The absurdity of this scenario is fairly clear. Then why do so many data standardization efforts approach their very similar problem in the same way? The example above may be extreme, and some will say that I’ve exaggerated the issue, but that’s just the point I’m trying to make. When one talks with the practitioners of data standardization efforts, they almost always believe that the end goal they are striving for is nothing less than the complete standardization of the enterprise. They may realize intellectually that the job may never be finished, but they still believe that the approach is sound, and that if they can just stay at it long enough, they’ll eventually attain the return on investment and justify their long effort.

If the notion of the UN attempting a global standardization effort seems absurd, than why is the best practice of data standardization the very same approach? If we create a continuum for the application of this approach (see figure) starting at the very smallest project (perhaps the definition of the data supporting a small application system used by a subset of a larger enterprise), and ending at this global UN standardization effort, one has to wonder where along this scale does the practical success of the small effort turn into the absurd impossibility of the global effort? If we choose a point on this continuum and say “here and no further” then no doubt arguments will ensue. Probably, there will be individuals who find the parable above to not be ridiculous. Likewise, there will be others who believe that trying any standardization is a waste of time. Others might try to rationally put an end point on the chart at the point representing their current employer. These folks will find, however, that their current employer merges with another enterprise in a few months, which then raises the question is the point of absurdity further out now, at the ends of the combined organization?
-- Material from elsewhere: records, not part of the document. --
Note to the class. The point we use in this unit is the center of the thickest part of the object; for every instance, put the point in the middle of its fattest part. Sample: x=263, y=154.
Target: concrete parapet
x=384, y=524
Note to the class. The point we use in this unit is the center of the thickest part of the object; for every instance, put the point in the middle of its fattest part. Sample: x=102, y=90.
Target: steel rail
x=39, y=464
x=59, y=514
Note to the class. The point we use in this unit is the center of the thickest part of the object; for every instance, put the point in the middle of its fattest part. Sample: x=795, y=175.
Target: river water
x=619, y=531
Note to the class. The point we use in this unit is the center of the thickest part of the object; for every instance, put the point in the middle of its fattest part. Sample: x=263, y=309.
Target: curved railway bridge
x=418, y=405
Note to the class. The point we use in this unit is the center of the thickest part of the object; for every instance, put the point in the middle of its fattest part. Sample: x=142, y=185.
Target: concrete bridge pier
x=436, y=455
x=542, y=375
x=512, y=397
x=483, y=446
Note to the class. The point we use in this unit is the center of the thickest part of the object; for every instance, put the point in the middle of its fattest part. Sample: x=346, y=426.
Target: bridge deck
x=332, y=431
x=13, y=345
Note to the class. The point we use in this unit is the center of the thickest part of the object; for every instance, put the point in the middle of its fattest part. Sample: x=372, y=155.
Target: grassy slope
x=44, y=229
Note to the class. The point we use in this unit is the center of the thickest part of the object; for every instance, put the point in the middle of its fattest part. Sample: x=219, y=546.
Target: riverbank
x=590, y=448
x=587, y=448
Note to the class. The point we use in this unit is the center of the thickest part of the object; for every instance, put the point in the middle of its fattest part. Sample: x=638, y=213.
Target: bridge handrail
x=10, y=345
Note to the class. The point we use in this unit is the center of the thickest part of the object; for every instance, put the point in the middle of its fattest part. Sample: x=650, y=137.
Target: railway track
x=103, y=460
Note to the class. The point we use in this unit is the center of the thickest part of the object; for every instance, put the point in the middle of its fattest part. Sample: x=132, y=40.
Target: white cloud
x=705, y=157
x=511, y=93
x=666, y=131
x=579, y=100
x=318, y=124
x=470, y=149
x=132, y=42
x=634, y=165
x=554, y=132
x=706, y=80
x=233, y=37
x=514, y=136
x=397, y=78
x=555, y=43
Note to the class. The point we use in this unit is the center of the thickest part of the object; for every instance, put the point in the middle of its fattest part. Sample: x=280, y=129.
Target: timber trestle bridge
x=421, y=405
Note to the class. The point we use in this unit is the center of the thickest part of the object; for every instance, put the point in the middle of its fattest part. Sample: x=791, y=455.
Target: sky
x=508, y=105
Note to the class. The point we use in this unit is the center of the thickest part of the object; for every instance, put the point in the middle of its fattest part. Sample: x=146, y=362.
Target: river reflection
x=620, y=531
Where Is The Threshold of Absurdity in Data Standardization?

Where Is The Threshold of Absurdity in Data Standardization?
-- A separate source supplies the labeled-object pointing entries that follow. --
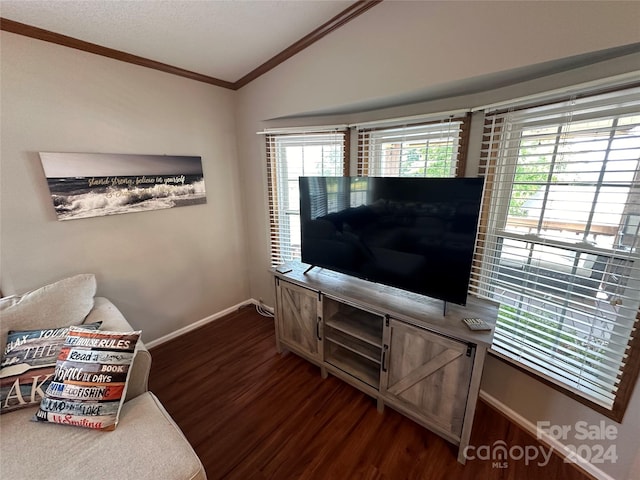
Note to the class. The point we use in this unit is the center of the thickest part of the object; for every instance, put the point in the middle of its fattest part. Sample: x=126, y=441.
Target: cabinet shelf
x=353, y=364
x=353, y=344
x=357, y=323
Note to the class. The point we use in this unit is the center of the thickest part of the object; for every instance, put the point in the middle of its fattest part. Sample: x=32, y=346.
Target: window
x=434, y=149
x=289, y=156
x=558, y=243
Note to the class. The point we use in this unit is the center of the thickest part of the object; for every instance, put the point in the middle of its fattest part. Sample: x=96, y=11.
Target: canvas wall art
x=96, y=184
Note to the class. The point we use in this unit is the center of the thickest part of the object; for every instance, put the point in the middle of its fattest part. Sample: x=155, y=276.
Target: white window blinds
x=289, y=156
x=433, y=149
x=558, y=242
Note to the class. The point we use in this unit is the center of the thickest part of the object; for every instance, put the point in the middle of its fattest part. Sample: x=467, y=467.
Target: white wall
x=164, y=269
x=401, y=50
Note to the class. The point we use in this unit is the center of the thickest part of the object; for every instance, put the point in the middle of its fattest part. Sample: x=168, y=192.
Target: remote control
x=476, y=324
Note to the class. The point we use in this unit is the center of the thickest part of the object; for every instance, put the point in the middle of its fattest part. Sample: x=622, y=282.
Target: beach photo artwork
x=96, y=184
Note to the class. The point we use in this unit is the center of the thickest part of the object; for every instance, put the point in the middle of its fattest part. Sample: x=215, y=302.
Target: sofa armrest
x=112, y=319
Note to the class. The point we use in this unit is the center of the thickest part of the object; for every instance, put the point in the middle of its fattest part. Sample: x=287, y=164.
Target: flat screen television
x=416, y=234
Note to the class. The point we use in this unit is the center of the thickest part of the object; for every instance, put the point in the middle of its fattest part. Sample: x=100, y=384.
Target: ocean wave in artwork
x=114, y=200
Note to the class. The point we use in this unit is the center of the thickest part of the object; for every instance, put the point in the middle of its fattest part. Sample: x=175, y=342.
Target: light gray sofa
x=147, y=444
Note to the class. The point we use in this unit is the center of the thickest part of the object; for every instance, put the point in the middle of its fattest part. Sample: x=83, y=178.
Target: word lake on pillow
x=90, y=378
x=28, y=364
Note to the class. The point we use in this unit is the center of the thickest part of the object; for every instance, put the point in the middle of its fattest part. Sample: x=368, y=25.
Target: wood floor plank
x=251, y=413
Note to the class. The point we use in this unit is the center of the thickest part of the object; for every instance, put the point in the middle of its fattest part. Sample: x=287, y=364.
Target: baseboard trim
x=559, y=448
x=200, y=323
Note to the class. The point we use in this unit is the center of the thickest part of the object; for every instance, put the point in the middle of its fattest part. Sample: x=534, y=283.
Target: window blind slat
x=559, y=243
x=419, y=150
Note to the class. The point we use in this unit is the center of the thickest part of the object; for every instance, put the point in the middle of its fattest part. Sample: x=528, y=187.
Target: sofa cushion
x=28, y=362
x=90, y=378
x=60, y=304
x=146, y=445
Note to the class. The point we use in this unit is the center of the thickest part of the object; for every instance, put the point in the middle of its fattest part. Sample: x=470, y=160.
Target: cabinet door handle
x=384, y=358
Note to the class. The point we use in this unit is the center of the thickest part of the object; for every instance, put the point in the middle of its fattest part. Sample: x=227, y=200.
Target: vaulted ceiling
x=223, y=42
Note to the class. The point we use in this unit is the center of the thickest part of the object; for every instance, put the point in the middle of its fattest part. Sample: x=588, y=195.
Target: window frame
x=279, y=247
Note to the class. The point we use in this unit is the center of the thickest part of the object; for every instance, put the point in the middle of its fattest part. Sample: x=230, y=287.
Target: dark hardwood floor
x=251, y=413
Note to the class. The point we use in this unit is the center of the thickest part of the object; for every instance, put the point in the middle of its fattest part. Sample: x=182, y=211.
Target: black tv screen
x=417, y=234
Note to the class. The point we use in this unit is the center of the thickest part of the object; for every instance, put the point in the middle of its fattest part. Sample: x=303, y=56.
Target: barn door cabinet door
x=299, y=318
x=427, y=375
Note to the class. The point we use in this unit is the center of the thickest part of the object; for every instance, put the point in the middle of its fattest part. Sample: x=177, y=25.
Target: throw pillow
x=90, y=379
x=28, y=362
x=60, y=304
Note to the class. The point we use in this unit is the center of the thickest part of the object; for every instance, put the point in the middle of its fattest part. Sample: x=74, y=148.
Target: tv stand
x=400, y=348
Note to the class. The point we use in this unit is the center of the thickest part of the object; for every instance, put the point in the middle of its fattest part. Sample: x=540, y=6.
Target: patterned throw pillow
x=90, y=379
x=28, y=364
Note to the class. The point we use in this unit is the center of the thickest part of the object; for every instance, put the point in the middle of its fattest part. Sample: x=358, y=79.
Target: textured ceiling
x=224, y=39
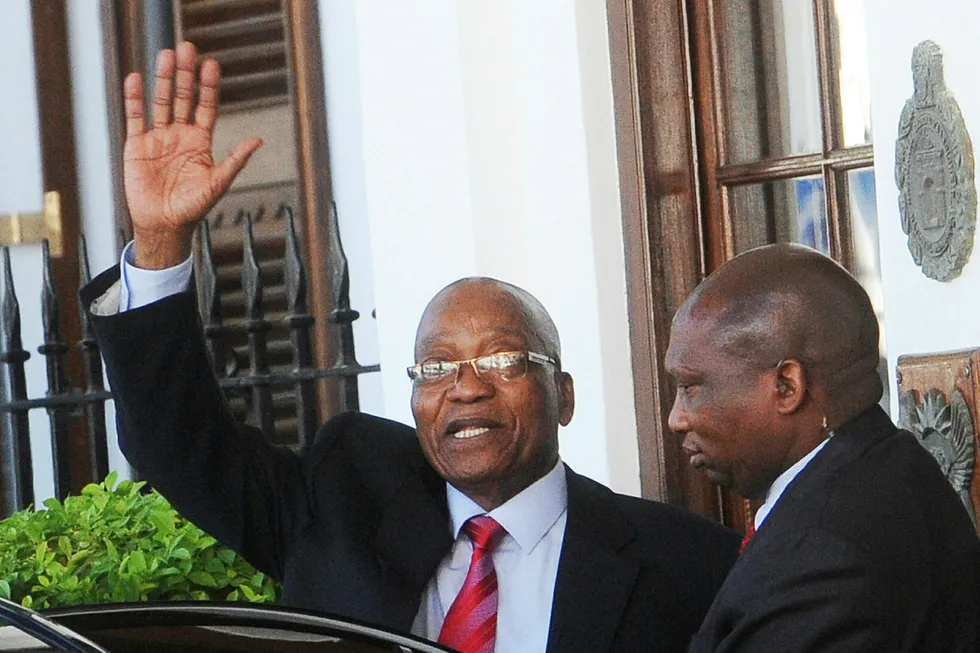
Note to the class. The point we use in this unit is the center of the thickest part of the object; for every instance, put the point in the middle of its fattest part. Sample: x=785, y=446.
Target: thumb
x=226, y=171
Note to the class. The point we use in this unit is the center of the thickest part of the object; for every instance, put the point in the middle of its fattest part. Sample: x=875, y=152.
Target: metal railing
x=64, y=402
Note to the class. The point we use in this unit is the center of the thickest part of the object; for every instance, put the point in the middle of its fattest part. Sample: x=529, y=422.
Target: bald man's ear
x=566, y=398
x=791, y=386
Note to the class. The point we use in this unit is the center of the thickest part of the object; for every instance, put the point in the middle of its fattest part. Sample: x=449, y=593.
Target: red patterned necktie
x=471, y=623
x=749, y=532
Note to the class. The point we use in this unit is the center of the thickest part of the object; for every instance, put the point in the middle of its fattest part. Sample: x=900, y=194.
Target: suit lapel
x=413, y=537
x=594, y=582
x=848, y=443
Myself, I believe in being practical, as much as possible. The point of absurdity for me is reached whenever the standardization effort becomes divorced from other initiatives of the enterprise and becomes its own goal. When the data standardization focuses on the particular problem at hand, then the return on the effort can be justified. When data standardization is performed for its own sake, no matter how noble or worthy the sentiment expressed behind the effort, then it is eventually going to overextend its reach and fail.
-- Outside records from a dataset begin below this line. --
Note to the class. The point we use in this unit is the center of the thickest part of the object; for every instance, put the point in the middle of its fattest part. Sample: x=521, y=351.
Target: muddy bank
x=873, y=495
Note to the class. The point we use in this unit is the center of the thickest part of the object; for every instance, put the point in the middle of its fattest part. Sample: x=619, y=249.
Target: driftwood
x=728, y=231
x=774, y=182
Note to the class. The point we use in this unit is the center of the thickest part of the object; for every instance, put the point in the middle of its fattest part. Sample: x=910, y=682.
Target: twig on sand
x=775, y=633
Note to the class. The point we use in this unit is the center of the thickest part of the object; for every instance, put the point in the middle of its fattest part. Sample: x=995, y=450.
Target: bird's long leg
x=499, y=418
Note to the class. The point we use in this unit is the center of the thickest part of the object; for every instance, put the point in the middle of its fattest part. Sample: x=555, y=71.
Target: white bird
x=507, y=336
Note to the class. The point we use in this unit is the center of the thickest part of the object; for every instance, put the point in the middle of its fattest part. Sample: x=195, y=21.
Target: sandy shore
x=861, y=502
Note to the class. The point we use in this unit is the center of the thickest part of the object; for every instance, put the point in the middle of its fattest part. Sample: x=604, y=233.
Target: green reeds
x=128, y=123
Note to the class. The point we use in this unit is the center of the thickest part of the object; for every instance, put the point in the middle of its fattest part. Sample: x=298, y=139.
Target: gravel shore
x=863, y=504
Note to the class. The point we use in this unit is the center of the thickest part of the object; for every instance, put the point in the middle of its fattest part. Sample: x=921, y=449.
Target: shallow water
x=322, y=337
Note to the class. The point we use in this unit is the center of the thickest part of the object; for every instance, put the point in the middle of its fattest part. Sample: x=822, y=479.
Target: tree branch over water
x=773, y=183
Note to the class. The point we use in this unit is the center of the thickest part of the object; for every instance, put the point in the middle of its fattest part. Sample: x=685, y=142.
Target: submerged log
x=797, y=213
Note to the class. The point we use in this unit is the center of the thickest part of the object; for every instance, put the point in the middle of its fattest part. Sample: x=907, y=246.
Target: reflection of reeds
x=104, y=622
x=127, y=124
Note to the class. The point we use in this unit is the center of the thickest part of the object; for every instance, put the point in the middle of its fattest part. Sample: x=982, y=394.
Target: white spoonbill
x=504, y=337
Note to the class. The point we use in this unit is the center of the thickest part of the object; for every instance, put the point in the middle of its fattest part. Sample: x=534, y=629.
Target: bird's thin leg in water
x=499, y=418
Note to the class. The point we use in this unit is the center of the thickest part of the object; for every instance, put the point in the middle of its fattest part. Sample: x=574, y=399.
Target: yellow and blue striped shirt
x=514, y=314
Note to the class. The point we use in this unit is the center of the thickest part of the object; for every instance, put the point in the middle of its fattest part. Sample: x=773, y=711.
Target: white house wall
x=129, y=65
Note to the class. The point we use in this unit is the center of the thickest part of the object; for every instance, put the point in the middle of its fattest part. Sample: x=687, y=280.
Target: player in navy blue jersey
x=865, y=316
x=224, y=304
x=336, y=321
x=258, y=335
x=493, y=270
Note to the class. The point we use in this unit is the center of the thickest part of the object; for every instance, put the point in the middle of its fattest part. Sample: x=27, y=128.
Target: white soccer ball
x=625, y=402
If we all agree that at SOME point on the continuum, attempting data standardization is an absurd endeavor, then we must recognize that there is a limit to the approach of trying to define data standards. The smaller the context, the more the likelihood of success, and the more utility of the standard to that context. Once we have agreed to this premise, the next question that should leap to mind is: Why don’t our data dictionaries, tools, methods, and best practices record the context within which they are defined? Since we agree we must work within some bounds or face an absurdly huge task, why isn’t it clear from our data dictionaries that they are meaningful only within a specific context?

The XML thought leaders have recognized the importance of context, and while I don’t believe their solution will ultimately solve the problems presented by the common multi-context environments we find ourselves working in, it is at least an attempt. This construct is the “namespace” used to unambiguously tie an XML tag to a validating schema.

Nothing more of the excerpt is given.